Average is one of those statistics that comes up a lot. What does it mean? How can we use it? What are its limitations? Today we’re going to talk about both the average, also known as the mean, and another statistic called the median. Means and medians are both ways to find out what’s typical and to compare multiple things.
It’s easier to understand what these two statistics tell us when you know how they are calculated. Don’t worry if you don’t think of yourself as a “math person.” We’re only going to use addition and division.
What is it?
Let’s do the basic math of how a mean is calculated using an example. I have a storytime at my library, and I want to know the mean age of the children attending today. With their caregivers’ help, I find out the ages of the five children who are there: 3, 3, 4, 2, 3.
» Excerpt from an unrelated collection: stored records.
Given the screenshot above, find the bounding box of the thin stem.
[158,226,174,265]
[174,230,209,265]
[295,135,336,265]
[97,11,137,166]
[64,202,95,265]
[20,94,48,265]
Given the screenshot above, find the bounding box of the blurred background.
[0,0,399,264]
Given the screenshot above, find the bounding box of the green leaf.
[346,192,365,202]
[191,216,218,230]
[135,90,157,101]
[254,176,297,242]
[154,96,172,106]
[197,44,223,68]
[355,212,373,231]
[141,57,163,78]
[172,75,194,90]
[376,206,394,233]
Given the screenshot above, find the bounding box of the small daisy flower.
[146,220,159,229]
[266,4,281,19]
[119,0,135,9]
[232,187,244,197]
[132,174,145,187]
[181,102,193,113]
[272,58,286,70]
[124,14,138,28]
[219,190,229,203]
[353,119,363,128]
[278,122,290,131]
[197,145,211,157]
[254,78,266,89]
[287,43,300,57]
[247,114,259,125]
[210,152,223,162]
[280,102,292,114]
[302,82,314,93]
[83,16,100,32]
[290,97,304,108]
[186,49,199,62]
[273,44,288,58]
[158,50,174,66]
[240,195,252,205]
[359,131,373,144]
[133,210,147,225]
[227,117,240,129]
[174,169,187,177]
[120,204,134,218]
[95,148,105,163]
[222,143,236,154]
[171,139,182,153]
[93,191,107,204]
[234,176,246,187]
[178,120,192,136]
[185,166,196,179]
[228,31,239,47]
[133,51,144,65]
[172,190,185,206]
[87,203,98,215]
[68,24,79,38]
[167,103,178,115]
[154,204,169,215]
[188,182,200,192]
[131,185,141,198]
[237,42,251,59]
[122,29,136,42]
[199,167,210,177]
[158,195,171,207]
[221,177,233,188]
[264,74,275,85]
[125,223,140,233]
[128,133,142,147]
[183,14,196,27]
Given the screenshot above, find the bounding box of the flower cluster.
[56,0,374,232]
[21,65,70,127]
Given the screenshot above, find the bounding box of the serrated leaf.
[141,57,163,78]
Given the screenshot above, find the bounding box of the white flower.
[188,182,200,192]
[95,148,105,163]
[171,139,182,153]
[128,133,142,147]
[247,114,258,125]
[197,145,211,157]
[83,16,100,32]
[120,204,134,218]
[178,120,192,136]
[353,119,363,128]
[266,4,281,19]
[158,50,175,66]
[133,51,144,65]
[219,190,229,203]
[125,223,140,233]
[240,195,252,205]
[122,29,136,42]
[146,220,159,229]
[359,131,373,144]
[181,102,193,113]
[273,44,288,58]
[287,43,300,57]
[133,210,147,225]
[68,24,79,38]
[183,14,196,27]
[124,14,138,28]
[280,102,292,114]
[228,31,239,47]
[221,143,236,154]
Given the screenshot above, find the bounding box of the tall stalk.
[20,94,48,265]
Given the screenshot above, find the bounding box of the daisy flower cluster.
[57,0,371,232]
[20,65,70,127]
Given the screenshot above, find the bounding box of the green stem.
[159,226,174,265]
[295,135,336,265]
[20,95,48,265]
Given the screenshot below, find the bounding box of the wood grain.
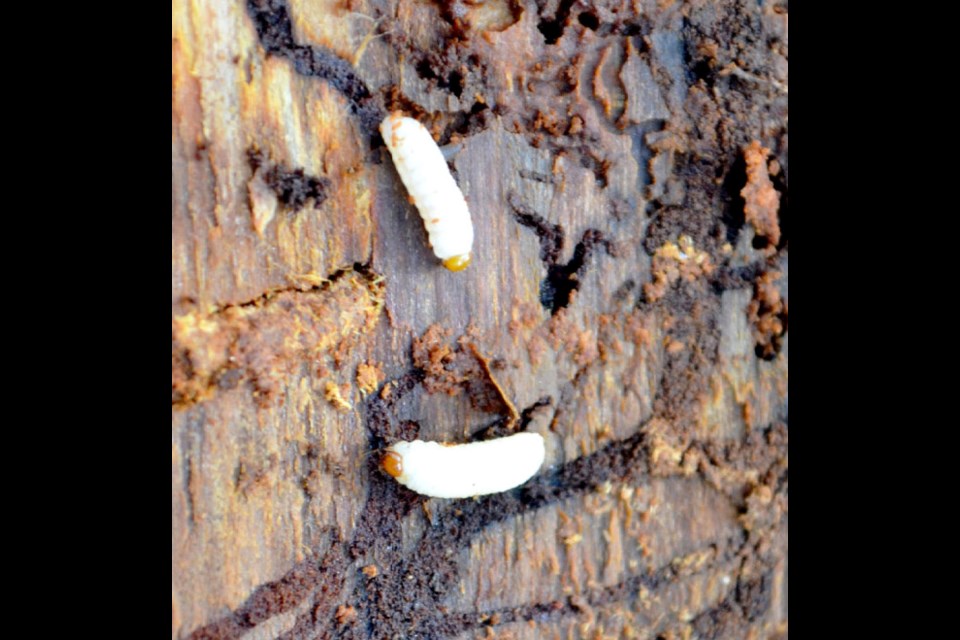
[173,0,788,638]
So, to calculate the mean age:
3+3+4+2+3 = 15 ← add up all the ages to make a total
15/5 = 3 ← divide the total by the number of children
The mean age is: 3
Why is it used?
The mean tells us what is typical for a group of values. It’s useful to know what a typical value is because it can help you compare multiple groups of values. Let’s say you think that one of your regular storytimes has younger children than another. You find out participants’ ages at your storytimes on Tuesdays and on Saturdays. After doing this for many months, you see a pattern: usually the typical age of participants on Tuesdays is three, but the typical age on Saturday is five. Because you have these data, you decide to start planning slightly different activities for the Tuesday and Saturday storytimes. Useful, right?
What can go wrong?
Means, like all statistics, have pros and cons. Outliers are unusual pieces of data that can really change the mean. Let’s say someone’s older sibling comes to storytime that same day we calculated the mean for already. So now our data are: 3, 3, 4, 2, 3, 9.
3+3+4+2+3 + 9 = 24 ← add up all the ages to make a total
24/6 = 4 ← divide the total by the number of children
The mean age is: 4
Four! Add one nine year old sibling, and the mean jumps all the way to four. Should you change the storytime to be more geared toward four year olds because this nine year old came once? No, probably not.
Enter the median. The median is another way of calculating a typical value, and is less impacted by an outlier. The median is the middle value in a data set. Or to put it another way, half of the values in the data set are higher than the median and half are lower.
To calculate the median, put the data in order from lowest to highest, and identify the middle value. Here are our data in order: 2, 3, 3, 3, 4, 9.
In this case, we have an even number of data points, so three and three are both middle values. If we had an odd number of data points, the middle value would be the median–end of calculation. When you have two middle values, you get to bring in your old friend mean to help figure out the median:
3+3 = 6 ← add up the two middle ages to make a total
6/2 = 3 ← divide the total by the number of middle ages
Surprise, surprise. Three is our median! This is why the median can be so helpful. When there are outliers that will change the mean, the median is not impacted as much and is a more accurate indicator of what’s typical.
Cool math lesson, now what?
Means and medians are both ways to find out what’s typical and to compare multiple things. Here are some examples of how this comes up in everyday life.
What’s typical? Why would we want to know?
- What is the mean temperature in Colorado in May?
- Should I keep a sweater out?
- What’s the mean value of this car I might buy?
Are these two things similar or different? Why would we want to know?
- What is the mean salary for library staff in one state compared to another state?
- Maybe there’s a place that pays similar where it doesn’t snow in the spring?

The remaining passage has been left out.